Letters to the Editor

Letters: Ky. education improving; A Trump diagnosis; Deficit out of control

Rosa Parks Elementary School students Dillon Jenkins, left, and Eshaal Tatla, worked together in a fourth-grade social studies class in September. The Lexington school is one of the top 10 elementaries in the state in student performance in reading and math.
Rosa Parks Elementary School students Dillon Jenkins, left, and Eshaal Tatla, worked together in a fourth-grade social studies class in September. The Lexington school is one of the top 10 elementaries in the state in student performance in reading and math. cbertram@herald-leader.com

Ky. education improving

There’s a common belief among many Kentuckians that our schools are performing near the bottom of national rankings. In the past, that was true. But more recent rankings place us near the middle. U.S. News ranks us 24th; USA Today ranks us 28th and Education Week gives our schools a grade of C.

The National Assessment of Education Progress places our fourth graders in a category of “significantly higher than national” in reading.

Many factors should be considered in measuring student achievement; standardized tests provide a small part of the picture. But they make up a significant part of state-by-state comparisons. Being in the middle of the pack isn’t good enough. We aspire to be at least in the top 10.

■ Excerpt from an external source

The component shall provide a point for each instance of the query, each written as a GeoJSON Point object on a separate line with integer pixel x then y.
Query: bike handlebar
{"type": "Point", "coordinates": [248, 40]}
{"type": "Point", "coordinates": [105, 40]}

Before we can get there, we need a realistic view of where we are now. Parents and educators deserve a tremendous amount of credit for the improvements we’ve seen. We need to support them better, because demoralizing self-perceptions only hamper further progress.

Greg Drake

Lexington

Sounds like Trump to me

While reading a book about the traits of psychopathic murderers, I came across a “psychopathy checklist” developed by Robert D. Hare, who has investigated the subject in depth. Below is his list of eight personality traits of a psychopath:

▪ Glibness or superficial charm.

▪ Grandiose sense of self-worth.

▪ Pathological lying.

▪ Conning or manipulativeness.

▪ Lack of remorse or guilt.

▪ Shallow affect (shallowness of emotional display).

▪ Callousness, lack of empathy (also includes lack of compassion).

▪ Failure to accept responsibility for one’s actions.

If you add narcissism, smugness, arrogance and self-righteousness, you have a perfect and complete, although quite disturbing, description of President Donald Trump’s personality. Let’s hope his time in office will run out before he succeeds in dismantling the foundations of our democracy.

William S. Watts

Lexington

More checks and balances

The president’s 2019 budget calls for cuts of $15.3 billion to Medicare and $6.5 billion to Medicaid. Republicans have proposed raising the eligibility age for Social Security and have made no secret about their desire to “voucherize” Medicare.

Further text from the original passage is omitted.